The data processing method for a convolutional neural network processor as described in claim 22, wherein the at least one second output weight parameter comprises a complex 1×1 weight parameter; The 1×1 operation sub-module includes a complex 1×1 convolution distributor group, a complex 1×1 local convolution operation unit and a complex 1×1 post-processing operation unit; and the second operation sub-step includes: a 1×1 A parameter assignment program, driving the at least one 1×1 convolutional distributor group to receive the 1×1 weight parameters of the at least one second output weight parameter, and assign the 1×1 weight parameters of the at least one second output weight parameter The weight parameters are allocated to the 1×1 local convolution operation units, wherein each of the 1×1 local convolution operation units includes a 1×1 local register group and a 1×1 local filter operation unit; a 1×1 an operation parameter generating program, which drives the 1×1 local register groups of the 1×1 local convolution operation units to receive the 1×1 weight parameters of the at least one second output weight parameter, and according to the at least one The 1×1 weight parameters of the second output weight parameters generate complex 1×1 operation parameters; a 1×1 convolution operation program drives the 1×1 local filter operation unit of the 1×1 local convolution operation units A 1×1 convolution operation is performed on the 1×1 operation parameters and the 3×3 post-processing operation data to generate complex 1×1 operation data; and a 1×1 post-processing operation program is used to drive the 1 ×1 back The logical operation unit performs a 1×1 post-processing operation on the 1×1 operation data to generate the 1×1 post-processing operation data, wherein the output data is the 1×1 post-processing operation data.
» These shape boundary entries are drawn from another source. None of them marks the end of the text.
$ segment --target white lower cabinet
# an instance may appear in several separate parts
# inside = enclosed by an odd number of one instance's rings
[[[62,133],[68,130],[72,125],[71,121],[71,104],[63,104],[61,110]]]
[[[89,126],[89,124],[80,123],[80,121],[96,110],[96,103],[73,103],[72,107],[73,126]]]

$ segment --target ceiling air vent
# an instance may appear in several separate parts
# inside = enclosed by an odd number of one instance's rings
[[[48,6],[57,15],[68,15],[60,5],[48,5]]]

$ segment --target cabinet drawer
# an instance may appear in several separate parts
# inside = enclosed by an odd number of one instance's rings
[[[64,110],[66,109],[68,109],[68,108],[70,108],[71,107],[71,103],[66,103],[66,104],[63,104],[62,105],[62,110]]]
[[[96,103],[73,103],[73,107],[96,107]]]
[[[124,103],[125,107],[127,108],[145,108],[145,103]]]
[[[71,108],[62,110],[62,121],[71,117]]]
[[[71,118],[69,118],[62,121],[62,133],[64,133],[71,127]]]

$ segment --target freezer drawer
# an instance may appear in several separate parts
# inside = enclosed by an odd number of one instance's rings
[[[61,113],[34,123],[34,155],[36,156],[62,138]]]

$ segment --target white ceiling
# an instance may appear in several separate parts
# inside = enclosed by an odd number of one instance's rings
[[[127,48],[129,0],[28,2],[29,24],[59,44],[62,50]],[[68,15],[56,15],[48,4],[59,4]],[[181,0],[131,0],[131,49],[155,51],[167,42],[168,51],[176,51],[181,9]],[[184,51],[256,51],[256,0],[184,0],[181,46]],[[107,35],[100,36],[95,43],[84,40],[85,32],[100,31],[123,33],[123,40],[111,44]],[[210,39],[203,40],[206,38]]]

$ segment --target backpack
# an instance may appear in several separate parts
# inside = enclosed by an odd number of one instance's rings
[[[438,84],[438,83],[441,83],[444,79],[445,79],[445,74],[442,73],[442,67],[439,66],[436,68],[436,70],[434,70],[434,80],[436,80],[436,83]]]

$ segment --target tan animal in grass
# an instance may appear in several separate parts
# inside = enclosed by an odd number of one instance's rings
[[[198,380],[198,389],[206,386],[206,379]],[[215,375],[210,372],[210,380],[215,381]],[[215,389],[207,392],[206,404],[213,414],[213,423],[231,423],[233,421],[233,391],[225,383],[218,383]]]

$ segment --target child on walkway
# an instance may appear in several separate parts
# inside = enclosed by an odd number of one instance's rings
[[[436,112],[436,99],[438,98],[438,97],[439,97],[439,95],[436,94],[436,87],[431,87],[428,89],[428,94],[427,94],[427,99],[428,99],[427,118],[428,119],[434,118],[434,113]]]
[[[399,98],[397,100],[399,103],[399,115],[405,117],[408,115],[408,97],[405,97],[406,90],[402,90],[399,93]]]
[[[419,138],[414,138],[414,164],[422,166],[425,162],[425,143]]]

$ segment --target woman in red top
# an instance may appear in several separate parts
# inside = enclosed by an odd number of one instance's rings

The data processing method for a convolutional neural network processor as described in claim 22, wherein the output weight parameters further comprise a bias output weight parameter; the operation module further comprises a bias distributor; And the operation step further includes: a bias operation sub-step, driving the bias distributor to output the weight parameter according to the bias to generate a complex 3×3 bias weight parameter and a complex 1×1 bias weight parameter, wherein the The bias distributor provides the 3×3 bias weight parameters to the 3×3 arithmetic sub-module, and provides the 1×1 bias weight parameters to the 1×1 arithmetic sub-module.